A year ago I had written a paper for a Neural Networks class that I hadn't gotten around to publish. I decided to take a small break from most of my hacking posts to talk a bit about Machine Learning. This paper was a continuation of some previous work I had done (outlined in this past post) regarding Sentiment Analysis of Twitter data. (I recommend taking a look at that post if you are new to Neural Networks)
This is a shorter version of the research paper I wrote, so feel free to check that out if you want to go into more details. Also, if you only care about the implementation check out my Github project.
* Recently revived my old Twitter account. Follow me for more interesting content!
Twitter is now a platform that hosts about 350 million active users, which post around 500 million tweets per day! It has become a direct link between companies/organizations and their customers, and such it is being used to build branding, understand customer demands, and better communicate with them. From a data scientist point of view, Twitter is a gold mine that can be used, among a million other interesting things, for gauging customer sentiment towards a brand.
My personal stake in this project stemmed from my curiosity to better understand Neural Networks, particularly CNN and LSTMs. In a previous class, I had created simple Feed-Forward Neural Networks to solve this very problem, however I knew that my results could be substantially better when harnessing the power of more specialized networks.
Furthermore, I wanted to do something I hadn't really seen other people do and I was curious about the results of combining these two networks.
Intuition: Why CNNs and LSTMs?
Before starting, let's give a brief introduction to these networks along with a short analysis of why I thought they would benefit my sentiment analysis task.
Convolutional Neural Networks (CNNs) are networks initially created for image-related tasks that can learn to capture specific features regardless of locality.
For a more concrete example of that, imagine we use CNNs to distinguish pictures of Cars vs. pictures of Dogs. Since CNNs learn to capture features regardless of where these might be, the CNN will learn that cars have wheels, and every time it sees a wheel, regardless of where it is on the picture, that feature will activate.
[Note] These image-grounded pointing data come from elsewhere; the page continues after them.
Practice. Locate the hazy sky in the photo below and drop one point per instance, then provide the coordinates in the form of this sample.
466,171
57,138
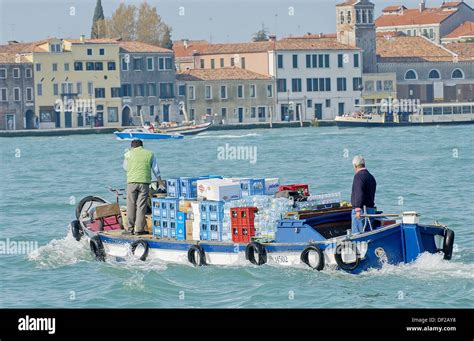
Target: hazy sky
218,21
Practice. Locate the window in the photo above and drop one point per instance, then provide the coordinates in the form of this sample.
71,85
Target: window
140,90
208,92
280,61
98,66
16,94
240,91
457,74
100,92
77,66
137,64
166,90
281,85
295,61
114,92
342,84
3,95
124,64
296,85
356,83
341,109
149,64
181,90
152,89
223,92
127,90
253,91
269,90
411,74
112,114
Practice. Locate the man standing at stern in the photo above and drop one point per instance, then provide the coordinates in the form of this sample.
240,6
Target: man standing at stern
139,163
363,194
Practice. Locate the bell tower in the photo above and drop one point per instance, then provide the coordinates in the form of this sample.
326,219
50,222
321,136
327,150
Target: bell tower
356,28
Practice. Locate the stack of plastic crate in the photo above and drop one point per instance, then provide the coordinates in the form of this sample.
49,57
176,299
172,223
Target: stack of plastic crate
212,217
164,212
243,223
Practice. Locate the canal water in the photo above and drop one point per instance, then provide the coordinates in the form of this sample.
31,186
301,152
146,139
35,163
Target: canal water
426,169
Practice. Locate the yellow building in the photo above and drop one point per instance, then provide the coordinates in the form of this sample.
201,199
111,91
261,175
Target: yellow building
77,82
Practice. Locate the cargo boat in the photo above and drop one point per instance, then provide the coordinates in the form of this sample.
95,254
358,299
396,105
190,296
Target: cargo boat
317,239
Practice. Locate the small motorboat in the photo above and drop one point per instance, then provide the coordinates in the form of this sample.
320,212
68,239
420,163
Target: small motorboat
146,134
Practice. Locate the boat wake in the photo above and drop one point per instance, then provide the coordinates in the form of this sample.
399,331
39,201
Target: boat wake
207,136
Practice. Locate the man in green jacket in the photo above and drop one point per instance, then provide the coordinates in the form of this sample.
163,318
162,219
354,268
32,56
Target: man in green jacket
139,163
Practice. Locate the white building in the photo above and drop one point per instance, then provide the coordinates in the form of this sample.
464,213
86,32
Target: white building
315,78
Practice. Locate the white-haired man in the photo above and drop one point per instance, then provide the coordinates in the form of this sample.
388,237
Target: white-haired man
363,194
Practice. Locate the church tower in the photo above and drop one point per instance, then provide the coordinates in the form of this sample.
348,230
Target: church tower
356,27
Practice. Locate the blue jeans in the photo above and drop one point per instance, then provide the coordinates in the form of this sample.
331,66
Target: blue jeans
358,224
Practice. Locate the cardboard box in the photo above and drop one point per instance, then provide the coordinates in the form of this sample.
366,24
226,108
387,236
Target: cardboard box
218,189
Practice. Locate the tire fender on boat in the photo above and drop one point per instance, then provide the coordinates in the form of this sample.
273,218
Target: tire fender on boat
196,250
76,230
338,256
254,249
97,248
448,244
305,257
146,248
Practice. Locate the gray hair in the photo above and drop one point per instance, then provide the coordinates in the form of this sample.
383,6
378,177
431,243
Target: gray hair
358,161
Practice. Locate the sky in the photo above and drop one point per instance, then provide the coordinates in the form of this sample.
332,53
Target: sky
213,20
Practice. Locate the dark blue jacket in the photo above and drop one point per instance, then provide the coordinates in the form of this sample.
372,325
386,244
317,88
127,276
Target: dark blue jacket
363,190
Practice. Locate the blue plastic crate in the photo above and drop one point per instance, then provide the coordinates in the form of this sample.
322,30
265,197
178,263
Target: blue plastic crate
250,187
173,188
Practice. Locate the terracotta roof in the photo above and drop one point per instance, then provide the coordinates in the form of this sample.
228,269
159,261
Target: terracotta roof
464,30
410,49
413,16
230,73
137,46
465,51
12,58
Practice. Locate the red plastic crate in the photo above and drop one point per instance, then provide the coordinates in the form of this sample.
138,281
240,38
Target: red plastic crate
242,234
242,216
295,188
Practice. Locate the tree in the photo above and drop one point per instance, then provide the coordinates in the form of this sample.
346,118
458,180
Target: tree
261,35
98,22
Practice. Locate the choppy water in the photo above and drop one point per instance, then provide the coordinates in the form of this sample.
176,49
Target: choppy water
427,169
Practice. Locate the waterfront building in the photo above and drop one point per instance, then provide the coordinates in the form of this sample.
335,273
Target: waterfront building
433,23
228,95
148,83
17,109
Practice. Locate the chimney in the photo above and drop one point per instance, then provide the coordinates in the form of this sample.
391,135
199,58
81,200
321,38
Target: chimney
422,5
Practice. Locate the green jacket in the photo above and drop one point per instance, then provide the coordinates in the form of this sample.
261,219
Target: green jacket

In our particular case, it could capture a negative phrase such as "don't like" regardless of where it happens in the tweet.
- I don't like watching those types of films
- That's the one thing I really don't like.
- I saw the movie, and I don't like how it ended.
Long-Term Short Term Memory (LSTMs) are a type of network that has a memory that "remembers" previous data from the input and makes decisions based on that knowledge. These networks are more directly suited for written data inputs, since each word in a sentence has meaning based on the surrounding words (previous and upcoming words).
In our particular case, it is possible that an LSTM could allow us to capture changing sentiment in a tweet. For example, a sentence such as: At first I loved it, but then I ended up hating it. has words with conflicting sentiments that would end-up confusing a simple Feed-Forward network. The LSTM, on the other hand, could learn that sentiments expressed towards the end of a sentence mean more than those expressed at the start.
The Twitter data used for this particular experiment was a mix of two datasets:
- The University of Michigan Kaggle competition dataset.
- The Neik Sanders Twitter Sentiment Analysis corpus.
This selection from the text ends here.